Элиза остановилась как вкопанная и уставилась на мать. Иза и Элиза стояли друг напротив друга, как зеркальные отражения.
— Ну и как тебе плавается, дочка? — поинтересовалась Иза.
— Х-х-хорошо, мама.
— Не замерзла?
— Нет, мама.
— Уверена?
— Да…
Иза показала
Оно все подернулось льдом.
— Не больно, когда входишь в воду?
Щеки Элизы вспыхнули. Она закусила губу.
— Сегодня я не купалась, мама.
— А вчера?
— И вчера тоже… И вообще весь ноябрь…
— Где он?
— Кто?
Иза не сердилась, ее просто подгоняло время.
— Говори быстро: где он?
Ледяной ветер усиливался, вот-вот стемнеет. Элизу колотила дрожь, она посмотрела на мать и ответила:
— Наверху, мама.
Иза Ли обошла Элизу, бегом спустилась к озеру, обогнула его и на другом его конце стала подниматься наверх. Элиза с трудом поспевала за ней, хотя не она тащила тяжелый мешок.
Тоби разрисовывал стены грота.

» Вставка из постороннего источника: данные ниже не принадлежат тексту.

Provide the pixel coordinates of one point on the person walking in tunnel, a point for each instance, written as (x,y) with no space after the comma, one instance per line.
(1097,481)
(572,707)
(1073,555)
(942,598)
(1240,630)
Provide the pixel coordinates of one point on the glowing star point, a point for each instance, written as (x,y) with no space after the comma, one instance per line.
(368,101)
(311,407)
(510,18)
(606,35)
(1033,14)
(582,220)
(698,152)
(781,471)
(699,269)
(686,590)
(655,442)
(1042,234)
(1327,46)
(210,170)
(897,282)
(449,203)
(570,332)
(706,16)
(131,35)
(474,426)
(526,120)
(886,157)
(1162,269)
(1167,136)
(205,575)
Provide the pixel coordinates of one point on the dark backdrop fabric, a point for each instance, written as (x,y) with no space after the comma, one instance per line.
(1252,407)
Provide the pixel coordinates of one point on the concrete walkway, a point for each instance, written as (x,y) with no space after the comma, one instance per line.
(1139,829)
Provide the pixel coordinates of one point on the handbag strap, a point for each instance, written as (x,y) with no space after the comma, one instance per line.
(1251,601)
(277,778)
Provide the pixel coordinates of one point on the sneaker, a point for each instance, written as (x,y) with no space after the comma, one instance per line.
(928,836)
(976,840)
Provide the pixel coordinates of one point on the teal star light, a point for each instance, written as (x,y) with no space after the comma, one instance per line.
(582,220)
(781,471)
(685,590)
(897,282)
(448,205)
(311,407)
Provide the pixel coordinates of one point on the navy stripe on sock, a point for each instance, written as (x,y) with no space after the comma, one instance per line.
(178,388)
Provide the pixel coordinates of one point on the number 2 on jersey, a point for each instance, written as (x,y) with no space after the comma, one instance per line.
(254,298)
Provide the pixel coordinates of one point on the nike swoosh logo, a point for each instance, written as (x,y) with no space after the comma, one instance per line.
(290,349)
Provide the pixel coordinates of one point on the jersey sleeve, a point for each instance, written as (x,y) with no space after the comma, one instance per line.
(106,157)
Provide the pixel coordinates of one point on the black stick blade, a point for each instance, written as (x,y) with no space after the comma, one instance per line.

Он разрисовывал их рыжей цвелью, которая появляется на берегу озера в конце осени. Он рисовал цветок. Орхидею.
Рассказывали, что в незапамятные времена на Дереве появился цветок. Неведомо откуда прилетела орхидея и прижилась на одной из веток у Вершины. Она умерла первого декабря, задолго до рождения Тоби, до рождения его родителей, до рождения дедушки и бабушки.
С тех пор первого декабря праздновали праздник цветов. На ветке, где когда-то цвела орхидея, собиралась толпа народу. В ее честь не поставили памятника, не вырезали ее изображения, жители Дерева просто не трогали цветок. Он высох, но благодаря дождям и ветру менял цвет, скрючивался, казался живым.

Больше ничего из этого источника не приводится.